Analysis revealed that the students were writing about ideas that could be grouped into four major categories: knowledge, community, emotions and identity. The findings further highlight how poetry can be used to better understand student experiences related to learning, belonging and identity in introductory chemistry or related courses.

“Poetry offers students a way to communicate creatively about science,” Radhakrishnan notes. “There’s no right or wrong way to write a poem—so poetry makes it easier to open a window to someone’s thoughts. It offers a lot more freedom and flexibility in understanding someone’s journey through science.”

Radhakrishnan notes, for example, that students tended to write about identity—even when they weren’t prompted to. Further, they often used scientific metaphors to describe themselves, comparing themselves to an electron, for example, or to a chemical reaction’s transition state. One student wrote about “wishing for stability, like a noble gas.”

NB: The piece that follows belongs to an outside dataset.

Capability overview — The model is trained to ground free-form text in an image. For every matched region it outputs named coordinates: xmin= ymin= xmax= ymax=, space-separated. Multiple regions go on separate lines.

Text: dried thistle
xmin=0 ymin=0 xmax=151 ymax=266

“Writing poetry allows them to understand science in terms of their personal experience,” Radhakrishnan notes. “And the metaphors are usually scientifically quite accurate.”

Radhakrishnan and Illingworth’s research demonstrates that student poetry can provide valid and useful information and insight into many factors linked to student outcomes, including competency beliefs, sense of belonging, perceptions of gender bias, and student perception of grade outcomes.

The research also demonstrates that poetic content analysis—an innovative and unexpected research technique in scientific fields—is an effective way to understand many aspects of student experience.

“Poetry has the power to conjure more emotions than prose,” Radhakrishnan notes. “It can stir up emotions. This research demonstrates that poetry is valuable, even in science courses.”